PROJECT SUMMARY/ABSTRACT The overall goal of this project is to develop a novel therapeutic for the treatment of immune- mediated thrombotic thrombocytopenic purpura (iTTP). iTTP is an acute, life-threatening disease that without treatment, leads to a >90% mortality rate. It is caused by deficiency of a disintegrin and metalloprotease thrombospondin type 1 motif, member 13 (ADAMTS13), which is a protease that cleaves ultra large aggregates of von Willebrand factor (VWF). Such aggregates of VWF bind to platelets, resulting in blood clots. Consequently, ADAMTS13 deficiency leads to microthrombus formation in arterioles and capillaries, and iTTP is characterized by hemolytic anemia, thrombocytopenia and organ damage, with possible severe cardiac, renal, neurological and gastrointestinal effects. For iTTP, ADAMTS13 deficiency is caused by autoantibodies specific for this protease. Current treatments are therefore directed towards reducing the levels of these antibodies by plasma exchange and the use of general immunosuppressants (corticosteroids, rituximab). In addition, a bivalent nanobody (caplacizumab) that inhibits VWF-platelet interactions has recently been approved to treat iTTP. Despite treatment, however, relapses occur in 30-50% iTTP patients. Further, the treatments can have adverse effects such as abnormal bleeding (caplacizumab) and/or increased risk of infection due to general immunosuppression. Rituximab also has a slow onset of action and is used in combination with plasma exchange. Consequently, there is a need to develop therapies for iTTP that have rapid effects and high specificity for the causal agent of disease, namely the autoantibodies. This application seeks to address the need for new and improved therapies for iTTP by generating engineered, antibody-based reagents that specifically and rapidly deplete ADAMTS13-specific antibodies. Importantly, these depleting agents are highly selective and do not have general immunosuppressive effects. This first-in-class, novel technology has been named Seldeg technology (for selective degradation). The Specific aims of the study are: 1. To design and express Seldegs to target ADAMTS13-specific antibodies. 2. To analyze the stability and binding activity of the Seldegs. The proposed approach could be transformative for the management of iTTP, and also has relevance to the use of Seldeg-based strategies for multiple other clinical settings where pathogenic antibodies cause disease.

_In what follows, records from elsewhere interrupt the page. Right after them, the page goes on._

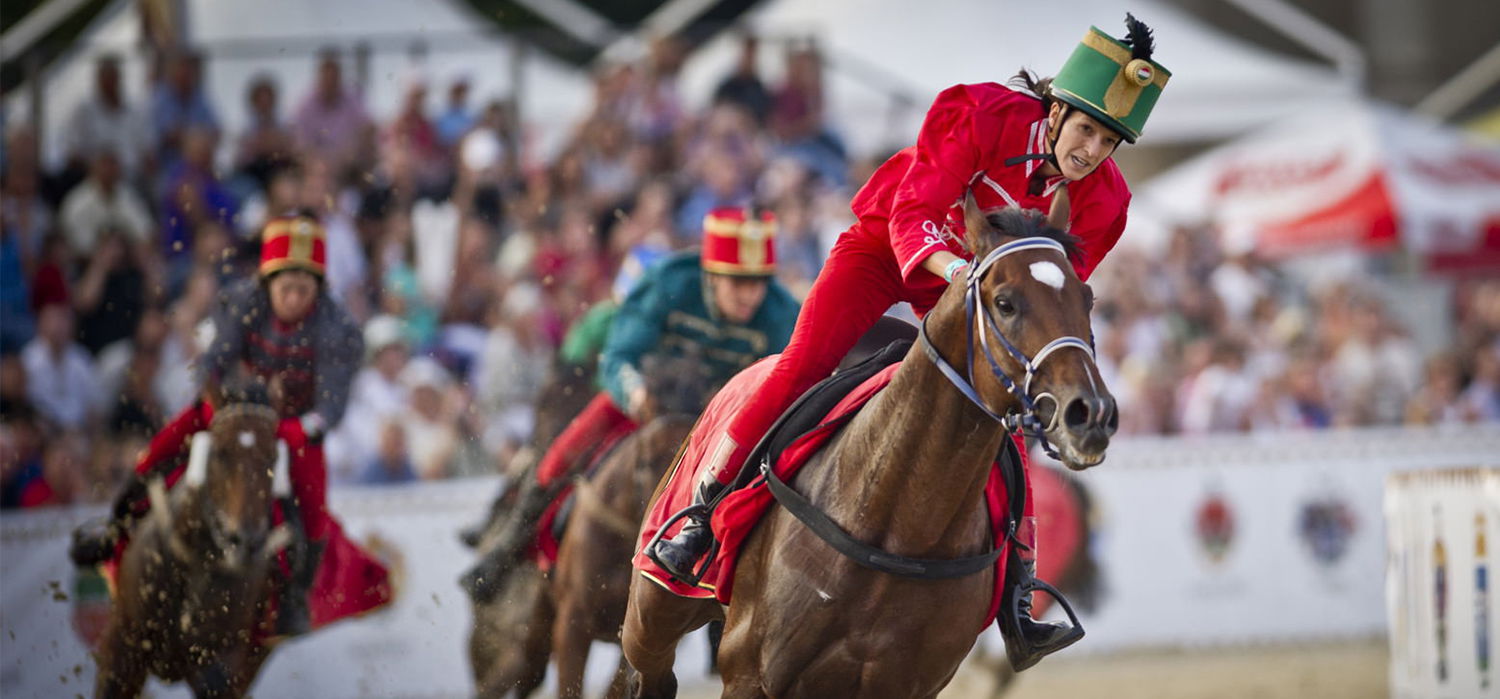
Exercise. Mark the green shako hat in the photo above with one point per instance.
(1113, 81)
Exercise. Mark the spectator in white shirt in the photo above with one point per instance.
(105, 122)
(377, 398)
(59, 375)
(102, 203)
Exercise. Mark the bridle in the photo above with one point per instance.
(1023, 419)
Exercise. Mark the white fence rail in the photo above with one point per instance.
(1202, 542)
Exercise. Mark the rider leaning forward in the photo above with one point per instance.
(720, 303)
(284, 329)
(1041, 144)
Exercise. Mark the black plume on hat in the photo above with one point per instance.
(1139, 39)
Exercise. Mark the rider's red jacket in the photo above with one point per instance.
(914, 201)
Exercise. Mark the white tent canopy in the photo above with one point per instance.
(1220, 86)
(1352, 176)
(248, 39)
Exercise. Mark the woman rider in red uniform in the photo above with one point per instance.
(1047, 147)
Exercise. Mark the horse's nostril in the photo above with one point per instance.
(1077, 413)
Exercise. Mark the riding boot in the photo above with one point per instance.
(488, 576)
(1026, 639)
(95, 542)
(680, 554)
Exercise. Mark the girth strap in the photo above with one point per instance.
(870, 557)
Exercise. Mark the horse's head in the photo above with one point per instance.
(1031, 353)
(231, 468)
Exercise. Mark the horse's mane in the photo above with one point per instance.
(1008, 224)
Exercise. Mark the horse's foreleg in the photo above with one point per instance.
(570, 644)
(617, 686)
(656, 620)
(122, 671)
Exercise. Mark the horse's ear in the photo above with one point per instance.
(975, 224)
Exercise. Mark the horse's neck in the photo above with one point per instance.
(912, 465)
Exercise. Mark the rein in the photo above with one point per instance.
(930, 569)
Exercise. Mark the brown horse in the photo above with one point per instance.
(197, 576)
(584, 597)
(906, 476)
(591, 579)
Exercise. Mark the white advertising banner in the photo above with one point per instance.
(1253, 537)
(1442, 530)
(1215, 540)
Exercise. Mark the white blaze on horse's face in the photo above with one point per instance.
(1049, 273)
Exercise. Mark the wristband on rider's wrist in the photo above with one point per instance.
(953, 269)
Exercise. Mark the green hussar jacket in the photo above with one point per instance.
(671, 314)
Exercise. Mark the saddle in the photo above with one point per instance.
(815, 405)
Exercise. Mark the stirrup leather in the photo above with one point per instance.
(693, 576)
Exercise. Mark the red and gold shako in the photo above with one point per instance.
(293, 243)
(740, 243)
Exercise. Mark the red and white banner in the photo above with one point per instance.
(1353, 176)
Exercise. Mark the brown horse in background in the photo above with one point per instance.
(537, 615)
(906, 474)
(591, 578)
(194, 582)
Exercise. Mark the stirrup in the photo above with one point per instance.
(1025, 657)
(693, 576)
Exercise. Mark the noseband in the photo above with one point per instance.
(1025, 419)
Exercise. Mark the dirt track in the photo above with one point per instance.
(1334, 671)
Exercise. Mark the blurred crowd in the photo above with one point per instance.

项目总结/摘要 该项目的总体目标是开发一种新的治疗免疫- 介导的血栓性血小板减少性紫癜（iTTP）。iTTP是一种急性、危及生命的疾病 如果不治疗，死亡率会超过90%它是由于缺乏一种去整合素引起的 以及金属蛋白酶血小板反应蛋白1型基序，成员13（ADAMTS 13），其是蛋白酶 切割血管性血友病因子（VWF）的超大聚集体。VWF的这种聚集体结合 血小板导致血栓因此，ADAMTS 13缺陷导致微血栓 在小动脉和毛细血管中形成，并且iTTP的特征在于溶血性贫血， 血小板减少症和器官损伤，可能伴有重度心脏、肾脏、神经系统和 胃肠道影响。 对于iTTP，ADAMTS 13缺陷是由对该蛋白酶具有特异性的自身抗体引起的。 因此，目前的治疗针对通过以下方式降低这些抗体的水平： 血浆置换和使用一般免疫抑制剂（皮质类固醇，利妥昔单抗）。在 此外，抑制VWF-血小板相互作用的二价纳米抗体（caplacizumab）最近已被 已被批准用于治疗iTTP。然而，尽管进行了治疗，30-50%的iTTP患者仍会复发。 患者此外，治疗可能会产生不良反应，如异常出血 （caplacizumab）和/或由于全身免疫抑制导致的感染风险增加。美罗华 也具有缓慢的起效并与血浆置换联合使用。因此，委员会认为， 需要开发对iTTP具有快速疗效和高特异性的治疗方法 疾病的病原体，即自身抗体。 本申请旨在通过以下方式解决对iTTP的新的和改进的疗法的需求： 产生工程化的、基于抗体的试剂， ADAMTS 13特异性抗体。重要的是，这些消耗剂是高度选择性的， 没有一般的免疫抑制作用。这种一流的新颖技术已经被 Seldeg技术（用于选择性降解）。 研究的具体目标是： 1.设计和表达Seldegs以靶向ADAMTS 13特异性抗体。 2.分析Seldegs的稳定性和结合活性。 所提出的方法可能对iTTP的管理具有变革性， 与使用基于Seldeg的策略用于多种其他临床环境的相关性，其中 致病抗体导致疾病。